I looked into something similar a long time ago, though with a different motivation: The current code for inferring alignment in InstCombine is very slow, because it runs many, many times during the optimization pipeline. We have something like ten runs of InstCombine, and we’ll try to infer load/store alignment using known bits every time, possibly multiple times due to fixpoint iteration.

The end result is that we spend 1-2% of end-to-end compile-time on inferring alignment in InstCombine – alignments that nobody actually needs. Alignment is mostly only relevant for the backend, not middle-end optimization passes. The few passes that do rely on alignment will try to increase it themselves.

So the plan was to instead have a single run of an InferAlignment pass towards the end of the middle-end optimization pipeline, rather than doing this in InstCombine. The compile-time cost of such a pass is around ~0.1%, which is much lower than doing it in InstCombine.
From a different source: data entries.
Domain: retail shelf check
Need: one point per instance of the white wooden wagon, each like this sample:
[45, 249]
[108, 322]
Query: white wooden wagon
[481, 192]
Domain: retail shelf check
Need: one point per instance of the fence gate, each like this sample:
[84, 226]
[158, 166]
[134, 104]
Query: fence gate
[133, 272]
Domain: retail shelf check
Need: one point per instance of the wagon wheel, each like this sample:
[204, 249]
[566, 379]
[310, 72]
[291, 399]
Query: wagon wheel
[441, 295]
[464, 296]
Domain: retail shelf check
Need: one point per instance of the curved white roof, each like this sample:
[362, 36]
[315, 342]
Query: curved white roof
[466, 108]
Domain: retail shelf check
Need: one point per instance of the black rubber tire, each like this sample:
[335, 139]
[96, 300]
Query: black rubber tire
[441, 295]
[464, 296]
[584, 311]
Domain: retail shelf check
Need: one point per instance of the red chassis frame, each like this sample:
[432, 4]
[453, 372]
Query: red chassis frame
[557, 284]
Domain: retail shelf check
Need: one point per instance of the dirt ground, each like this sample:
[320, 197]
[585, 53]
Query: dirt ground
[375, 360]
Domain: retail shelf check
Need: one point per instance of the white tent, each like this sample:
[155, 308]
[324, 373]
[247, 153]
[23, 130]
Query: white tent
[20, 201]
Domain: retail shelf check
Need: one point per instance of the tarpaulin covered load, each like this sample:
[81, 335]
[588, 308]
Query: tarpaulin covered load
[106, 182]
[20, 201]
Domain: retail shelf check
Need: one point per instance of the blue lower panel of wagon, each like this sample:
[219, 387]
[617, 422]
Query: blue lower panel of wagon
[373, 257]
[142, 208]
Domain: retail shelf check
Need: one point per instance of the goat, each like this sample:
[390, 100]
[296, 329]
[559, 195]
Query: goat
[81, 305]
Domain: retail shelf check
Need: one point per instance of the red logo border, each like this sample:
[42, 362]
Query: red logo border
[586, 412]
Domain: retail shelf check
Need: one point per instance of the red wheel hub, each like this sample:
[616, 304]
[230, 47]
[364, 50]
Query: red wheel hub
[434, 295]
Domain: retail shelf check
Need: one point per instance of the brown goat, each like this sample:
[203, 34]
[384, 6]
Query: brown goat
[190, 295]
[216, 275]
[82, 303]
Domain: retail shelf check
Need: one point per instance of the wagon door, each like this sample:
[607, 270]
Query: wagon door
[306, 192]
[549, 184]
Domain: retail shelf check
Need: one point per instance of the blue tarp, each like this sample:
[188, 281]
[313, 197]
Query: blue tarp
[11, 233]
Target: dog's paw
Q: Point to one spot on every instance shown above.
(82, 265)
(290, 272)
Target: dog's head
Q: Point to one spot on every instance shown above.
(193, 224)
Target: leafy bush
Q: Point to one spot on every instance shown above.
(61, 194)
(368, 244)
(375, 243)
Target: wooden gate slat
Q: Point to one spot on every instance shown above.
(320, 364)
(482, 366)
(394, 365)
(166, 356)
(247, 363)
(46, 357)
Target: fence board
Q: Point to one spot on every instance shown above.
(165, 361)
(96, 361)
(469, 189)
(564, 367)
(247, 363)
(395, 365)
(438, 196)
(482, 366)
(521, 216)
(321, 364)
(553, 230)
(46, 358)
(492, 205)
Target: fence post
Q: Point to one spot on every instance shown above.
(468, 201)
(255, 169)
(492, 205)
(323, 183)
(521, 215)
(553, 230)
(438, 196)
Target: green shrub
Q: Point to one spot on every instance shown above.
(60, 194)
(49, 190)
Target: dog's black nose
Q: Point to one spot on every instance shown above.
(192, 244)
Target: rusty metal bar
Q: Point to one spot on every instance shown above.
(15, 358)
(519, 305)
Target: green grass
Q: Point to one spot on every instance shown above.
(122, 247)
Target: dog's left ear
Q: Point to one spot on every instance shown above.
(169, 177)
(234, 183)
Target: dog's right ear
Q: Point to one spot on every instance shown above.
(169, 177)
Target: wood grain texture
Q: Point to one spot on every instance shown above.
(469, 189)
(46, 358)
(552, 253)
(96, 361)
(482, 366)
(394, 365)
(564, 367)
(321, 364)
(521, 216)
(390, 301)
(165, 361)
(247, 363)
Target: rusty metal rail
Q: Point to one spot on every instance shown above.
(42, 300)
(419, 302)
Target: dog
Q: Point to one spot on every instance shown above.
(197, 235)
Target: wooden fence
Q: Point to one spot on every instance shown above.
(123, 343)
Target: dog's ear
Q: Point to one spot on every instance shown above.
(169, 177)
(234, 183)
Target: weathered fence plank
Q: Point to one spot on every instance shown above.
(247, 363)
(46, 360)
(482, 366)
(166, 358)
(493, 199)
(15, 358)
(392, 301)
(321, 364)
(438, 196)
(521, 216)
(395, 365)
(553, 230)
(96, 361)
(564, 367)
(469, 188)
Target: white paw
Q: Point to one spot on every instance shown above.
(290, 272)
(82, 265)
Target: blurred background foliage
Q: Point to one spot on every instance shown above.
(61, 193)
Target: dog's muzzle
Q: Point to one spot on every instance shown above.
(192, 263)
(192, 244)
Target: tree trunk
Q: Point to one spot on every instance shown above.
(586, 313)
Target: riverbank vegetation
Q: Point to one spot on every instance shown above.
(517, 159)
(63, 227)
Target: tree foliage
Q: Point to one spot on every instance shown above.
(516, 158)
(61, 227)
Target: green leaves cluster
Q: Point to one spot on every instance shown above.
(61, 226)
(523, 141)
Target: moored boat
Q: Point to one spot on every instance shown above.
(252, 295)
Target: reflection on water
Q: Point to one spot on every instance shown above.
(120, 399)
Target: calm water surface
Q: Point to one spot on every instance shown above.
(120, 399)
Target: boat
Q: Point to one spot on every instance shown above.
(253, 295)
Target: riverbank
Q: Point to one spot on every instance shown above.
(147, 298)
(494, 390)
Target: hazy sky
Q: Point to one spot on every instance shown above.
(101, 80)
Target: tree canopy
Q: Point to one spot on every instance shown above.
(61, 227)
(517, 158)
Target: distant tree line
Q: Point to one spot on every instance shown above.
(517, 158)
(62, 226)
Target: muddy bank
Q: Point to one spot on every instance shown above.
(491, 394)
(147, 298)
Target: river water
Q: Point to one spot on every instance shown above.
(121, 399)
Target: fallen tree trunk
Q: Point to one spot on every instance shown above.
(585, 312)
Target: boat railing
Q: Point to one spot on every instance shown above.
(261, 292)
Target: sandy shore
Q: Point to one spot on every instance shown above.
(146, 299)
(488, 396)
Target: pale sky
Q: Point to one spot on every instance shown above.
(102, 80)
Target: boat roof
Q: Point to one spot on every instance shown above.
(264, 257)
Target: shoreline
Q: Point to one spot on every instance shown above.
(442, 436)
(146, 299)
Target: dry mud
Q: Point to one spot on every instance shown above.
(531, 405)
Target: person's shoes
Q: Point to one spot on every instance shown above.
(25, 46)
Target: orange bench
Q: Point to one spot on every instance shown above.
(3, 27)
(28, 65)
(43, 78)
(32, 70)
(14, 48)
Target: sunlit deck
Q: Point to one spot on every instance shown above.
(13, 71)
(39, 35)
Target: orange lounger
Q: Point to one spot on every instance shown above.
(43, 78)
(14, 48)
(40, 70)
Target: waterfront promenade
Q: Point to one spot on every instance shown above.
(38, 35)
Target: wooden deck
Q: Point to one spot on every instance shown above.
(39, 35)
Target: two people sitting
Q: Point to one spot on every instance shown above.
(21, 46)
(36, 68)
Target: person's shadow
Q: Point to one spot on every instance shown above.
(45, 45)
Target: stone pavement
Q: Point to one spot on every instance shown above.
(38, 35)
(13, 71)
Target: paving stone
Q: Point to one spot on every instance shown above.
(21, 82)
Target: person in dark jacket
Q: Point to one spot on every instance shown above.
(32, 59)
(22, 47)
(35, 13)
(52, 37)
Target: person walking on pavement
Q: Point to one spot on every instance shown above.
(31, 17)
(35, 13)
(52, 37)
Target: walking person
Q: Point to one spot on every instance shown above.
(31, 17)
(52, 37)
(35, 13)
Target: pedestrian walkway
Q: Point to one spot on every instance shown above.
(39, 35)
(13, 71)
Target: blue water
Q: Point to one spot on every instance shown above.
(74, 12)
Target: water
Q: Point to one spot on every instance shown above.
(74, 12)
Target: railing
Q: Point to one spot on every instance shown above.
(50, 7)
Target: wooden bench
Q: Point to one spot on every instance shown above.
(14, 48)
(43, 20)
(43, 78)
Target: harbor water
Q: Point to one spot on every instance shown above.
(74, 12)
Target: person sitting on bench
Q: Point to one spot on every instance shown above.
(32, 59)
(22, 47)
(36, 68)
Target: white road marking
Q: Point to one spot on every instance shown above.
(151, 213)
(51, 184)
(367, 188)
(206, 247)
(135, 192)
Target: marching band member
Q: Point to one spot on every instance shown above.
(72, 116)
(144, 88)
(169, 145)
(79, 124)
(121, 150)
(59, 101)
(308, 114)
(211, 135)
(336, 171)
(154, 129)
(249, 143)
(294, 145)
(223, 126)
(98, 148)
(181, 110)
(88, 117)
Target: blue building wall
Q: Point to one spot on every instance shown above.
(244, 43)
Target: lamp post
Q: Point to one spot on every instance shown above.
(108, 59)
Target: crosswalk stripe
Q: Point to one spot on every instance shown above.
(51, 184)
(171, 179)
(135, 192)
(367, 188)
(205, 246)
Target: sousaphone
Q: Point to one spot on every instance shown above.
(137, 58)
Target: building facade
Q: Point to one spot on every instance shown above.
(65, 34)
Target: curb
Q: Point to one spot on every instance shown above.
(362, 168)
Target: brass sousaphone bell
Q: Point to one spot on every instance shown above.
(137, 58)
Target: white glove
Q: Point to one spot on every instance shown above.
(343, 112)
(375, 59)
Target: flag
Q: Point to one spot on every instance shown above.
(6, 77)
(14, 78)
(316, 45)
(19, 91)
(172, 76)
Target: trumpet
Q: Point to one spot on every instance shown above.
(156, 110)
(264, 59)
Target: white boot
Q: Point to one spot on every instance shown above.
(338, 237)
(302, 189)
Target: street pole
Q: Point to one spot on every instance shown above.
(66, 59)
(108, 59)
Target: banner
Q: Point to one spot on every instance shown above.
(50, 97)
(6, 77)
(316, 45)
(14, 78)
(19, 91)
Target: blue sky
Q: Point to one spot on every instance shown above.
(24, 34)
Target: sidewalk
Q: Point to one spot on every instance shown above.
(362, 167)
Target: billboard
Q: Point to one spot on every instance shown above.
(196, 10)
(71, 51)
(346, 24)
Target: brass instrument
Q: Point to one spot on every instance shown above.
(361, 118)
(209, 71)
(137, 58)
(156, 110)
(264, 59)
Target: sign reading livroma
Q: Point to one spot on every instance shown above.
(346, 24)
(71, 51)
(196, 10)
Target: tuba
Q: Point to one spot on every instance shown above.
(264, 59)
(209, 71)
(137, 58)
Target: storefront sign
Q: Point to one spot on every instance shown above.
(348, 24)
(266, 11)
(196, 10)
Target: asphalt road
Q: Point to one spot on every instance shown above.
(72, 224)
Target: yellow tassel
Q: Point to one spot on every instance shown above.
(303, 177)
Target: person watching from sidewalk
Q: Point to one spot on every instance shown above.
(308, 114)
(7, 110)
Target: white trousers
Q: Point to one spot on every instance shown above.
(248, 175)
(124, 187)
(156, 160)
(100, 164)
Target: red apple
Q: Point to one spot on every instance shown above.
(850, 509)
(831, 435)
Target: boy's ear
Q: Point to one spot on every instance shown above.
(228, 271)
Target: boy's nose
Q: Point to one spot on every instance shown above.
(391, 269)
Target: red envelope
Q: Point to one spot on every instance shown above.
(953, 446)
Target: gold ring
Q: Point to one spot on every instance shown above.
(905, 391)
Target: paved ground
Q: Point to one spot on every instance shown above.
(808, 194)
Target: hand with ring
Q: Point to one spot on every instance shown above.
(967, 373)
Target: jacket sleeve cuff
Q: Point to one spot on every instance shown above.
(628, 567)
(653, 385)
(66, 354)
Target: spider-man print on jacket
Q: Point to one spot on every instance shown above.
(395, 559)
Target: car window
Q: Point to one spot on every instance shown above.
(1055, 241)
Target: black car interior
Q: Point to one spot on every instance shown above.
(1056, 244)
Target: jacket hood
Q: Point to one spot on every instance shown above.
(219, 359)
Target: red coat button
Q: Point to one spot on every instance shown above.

Turns out that calling computeKnownBits() on all load/store arguments is rather cheap if you don’t repeat it dozens of times during the optimization pipeline.

All this is to say, replacing alignment inferral in InstCombine with a dedicated pass, even if it does more powerful fixpoint iteration, is likely going to be a pretty big win in terms of compile-time. (I’m somewhat uncertain how much cost the fixpoint iteration adds, but I would guess “not that much”.)

It’s maybe worth pointing out that we also have an AlignmentFromAssumptions pass, which is SCEV based. I once tried to use that for more general SCEV-based alignment inferral (rather than only for assumptions), but that had large negative compile-time impact.

Thanks for all the very insightful responses. It sounds like there would be a benefit moving alignment analysis completely out of instcombine which is great. So I’ll keep digging and see if I can get to a solution that is both faster and more powerful.

I realize my current fix point solution is not fully correct in how it handles cycles so I’ll try out few more things.

I didn’t know about Attributor, I’ll look into it. What does the AMD GPU use it for?

That’s a good point, I’ll try out see if I can use SCEV to handle cycles. Do you know why what you tried had a negative compile time impact? Was it the case even if you ran it once close to the backend?

Moving alignment inference out of instcombine into a dedicated pass with a real dataflow analysis instead of the on-demand analysis seems like a good idea to me. The compile time savings of removing this from instcombine should give you enough budget to run the inference pass more than once. Perhaps both early and late, once to power the optimizer, and again at the end for the code generator.

./llvm/lib/Target/AMDGPU/AMDGPUAttributor.cpp uses it to deduce function properties interprocedurally.

./llvm/lib/Transforms/IPO/OpenMPOpt.cpp does interprocedural OpenMP-aware optimizations.

Attributor.h has the API and all AbstractAttributes (incl. AAAlign), AttributorAttributes.cpp has the implementation of these AAs. Check getKnownAlignForUse and AAAlignFloating::updateImpl in the AttributorAttributes.cpp. That’s where the base logic lives. The alignment of AssociatedValue is determined by following uses. The “genericValueTraversal” (which is about to be replaced but only with something “better”) will look through PHIs, selects, arguments, loads, etc. where possible. So the callback in updateImpl only sees “leaf” values. Feel free to ping me if you have questions.